Context: The paper On the reality of the quantum state (Nature Physics 8, 475–478 (2012) or arXiv:1111.3328) shows under suitable assumptions that the quantum state cannot be interpreted as a probability distribution over hidden variables.
In the abstract, the authors claim: "This result holds even in the presence of small amounts of experimental noise, and is therefore amenable to experimental test using present or near-future technology."
The claim is supported on page 3 with: "In a real experiment, it will be possible to establish with high confidence that the probability for each measurement outcome is within $\epsilon$ of the predicted quantum probability for some small $\epsilon> 0$."
Something felt like it was missing so I tried to fill in the details. Here is my attempt:
First, without even considering experimental noise, any reasonable measure of error (e.g. standard squared error) on the estimation of the probabilities is going to have a worst-case bounded by:
$$ \epsilon\geq\frac{2^n}{N}, $$
(Tight for the maximum likelihood estimator, in this case) where $n$ is the number of copies of the system required for the proof and $N$ is the number of measurements (we are trying to estimate a multinomial distribution with $2^n$ outcomes).
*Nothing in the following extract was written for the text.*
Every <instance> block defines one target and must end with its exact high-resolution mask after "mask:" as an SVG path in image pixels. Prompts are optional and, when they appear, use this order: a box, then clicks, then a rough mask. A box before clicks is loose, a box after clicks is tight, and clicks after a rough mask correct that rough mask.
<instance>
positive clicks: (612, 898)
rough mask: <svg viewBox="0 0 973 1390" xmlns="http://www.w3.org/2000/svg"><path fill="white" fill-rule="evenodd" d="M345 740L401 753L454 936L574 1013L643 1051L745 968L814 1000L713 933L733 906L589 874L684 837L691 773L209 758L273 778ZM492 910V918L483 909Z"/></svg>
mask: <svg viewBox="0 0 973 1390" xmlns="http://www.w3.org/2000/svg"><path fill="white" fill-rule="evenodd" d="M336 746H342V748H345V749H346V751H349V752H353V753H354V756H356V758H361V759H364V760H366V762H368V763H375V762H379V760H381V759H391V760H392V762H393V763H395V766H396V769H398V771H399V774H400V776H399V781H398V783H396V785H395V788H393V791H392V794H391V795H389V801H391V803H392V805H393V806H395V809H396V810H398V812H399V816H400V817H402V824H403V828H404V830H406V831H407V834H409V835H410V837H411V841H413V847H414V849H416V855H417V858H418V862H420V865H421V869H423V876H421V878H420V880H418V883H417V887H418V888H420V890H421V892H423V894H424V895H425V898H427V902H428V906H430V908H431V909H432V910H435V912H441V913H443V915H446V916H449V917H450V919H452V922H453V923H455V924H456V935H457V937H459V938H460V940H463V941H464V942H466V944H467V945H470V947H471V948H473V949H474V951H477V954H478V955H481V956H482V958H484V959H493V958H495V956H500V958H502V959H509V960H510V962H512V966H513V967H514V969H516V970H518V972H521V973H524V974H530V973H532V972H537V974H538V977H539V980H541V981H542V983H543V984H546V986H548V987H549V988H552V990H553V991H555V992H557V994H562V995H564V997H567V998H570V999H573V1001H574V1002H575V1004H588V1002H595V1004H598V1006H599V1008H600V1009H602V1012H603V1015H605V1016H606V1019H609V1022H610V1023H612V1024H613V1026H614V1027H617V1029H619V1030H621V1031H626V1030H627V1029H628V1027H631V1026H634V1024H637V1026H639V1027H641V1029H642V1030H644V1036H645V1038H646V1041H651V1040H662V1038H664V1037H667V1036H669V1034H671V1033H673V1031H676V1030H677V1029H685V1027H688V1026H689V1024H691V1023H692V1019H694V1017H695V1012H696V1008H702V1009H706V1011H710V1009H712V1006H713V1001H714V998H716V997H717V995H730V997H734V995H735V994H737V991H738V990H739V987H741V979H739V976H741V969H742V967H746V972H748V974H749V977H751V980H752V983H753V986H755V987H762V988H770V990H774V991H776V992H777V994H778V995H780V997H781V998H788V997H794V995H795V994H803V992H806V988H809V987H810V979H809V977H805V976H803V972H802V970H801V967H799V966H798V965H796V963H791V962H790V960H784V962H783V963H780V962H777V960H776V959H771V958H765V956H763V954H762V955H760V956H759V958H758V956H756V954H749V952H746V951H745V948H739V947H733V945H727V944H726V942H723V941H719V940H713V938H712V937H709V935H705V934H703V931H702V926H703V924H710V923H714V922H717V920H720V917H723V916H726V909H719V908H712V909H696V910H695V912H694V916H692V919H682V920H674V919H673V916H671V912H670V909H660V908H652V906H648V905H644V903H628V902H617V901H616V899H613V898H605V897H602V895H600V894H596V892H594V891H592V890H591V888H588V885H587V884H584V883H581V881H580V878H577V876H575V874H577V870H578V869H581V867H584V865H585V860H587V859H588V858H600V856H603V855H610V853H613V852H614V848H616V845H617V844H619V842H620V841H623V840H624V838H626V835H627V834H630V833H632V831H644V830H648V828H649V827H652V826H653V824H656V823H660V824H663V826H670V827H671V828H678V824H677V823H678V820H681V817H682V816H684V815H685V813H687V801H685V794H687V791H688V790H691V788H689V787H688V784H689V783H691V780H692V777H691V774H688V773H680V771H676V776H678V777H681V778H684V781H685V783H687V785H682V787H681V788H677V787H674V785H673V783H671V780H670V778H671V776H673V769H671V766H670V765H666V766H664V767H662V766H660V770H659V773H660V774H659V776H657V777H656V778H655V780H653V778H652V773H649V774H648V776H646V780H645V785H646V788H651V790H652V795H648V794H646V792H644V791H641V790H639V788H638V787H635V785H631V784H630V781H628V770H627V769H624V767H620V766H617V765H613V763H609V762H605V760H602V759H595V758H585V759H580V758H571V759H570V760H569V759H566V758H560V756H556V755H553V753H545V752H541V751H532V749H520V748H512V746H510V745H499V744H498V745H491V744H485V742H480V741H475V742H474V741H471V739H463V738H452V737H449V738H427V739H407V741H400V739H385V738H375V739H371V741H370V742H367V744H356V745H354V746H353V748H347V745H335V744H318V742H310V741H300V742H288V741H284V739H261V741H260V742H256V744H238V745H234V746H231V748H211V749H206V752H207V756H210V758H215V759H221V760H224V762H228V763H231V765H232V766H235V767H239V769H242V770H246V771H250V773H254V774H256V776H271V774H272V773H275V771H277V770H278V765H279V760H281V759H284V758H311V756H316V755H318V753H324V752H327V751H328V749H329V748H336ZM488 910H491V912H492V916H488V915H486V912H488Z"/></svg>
Now, they show that some distance measure on epistemic states (I'm not sure if it matters what it is) satisfies:
$$ D \ge 1 - 2\epsilon^{1/n}. $$
The point is, we want $D=1$. So, if we can tolerate an error in this metric of $\delta=1-D$ (What is the operational interpretation of this?), then the number of measurements we must make is:
$$ N \ge \left(\frac4\delta\right)^n. $$
This looks bad, but how many copies do we need? Note that the proof requires two non-orthogonal qubit states with overlap $|\langle \phi_0 |\phi_1\rangle|^2 = \cos^2\theta$. The number of copies required is implicitly given by:
$$ 2\arctan(2^{1/n}-1)\leq \theta. $$
Some back-of-the-Mathematica calculations seem to show that $n$ scales at least quadratically with the overlap of the state.
Is this right? Does it require (sub?)exponentially many measurements in the system size (not surprising, I suppose) and the error tolerance (bad, right?).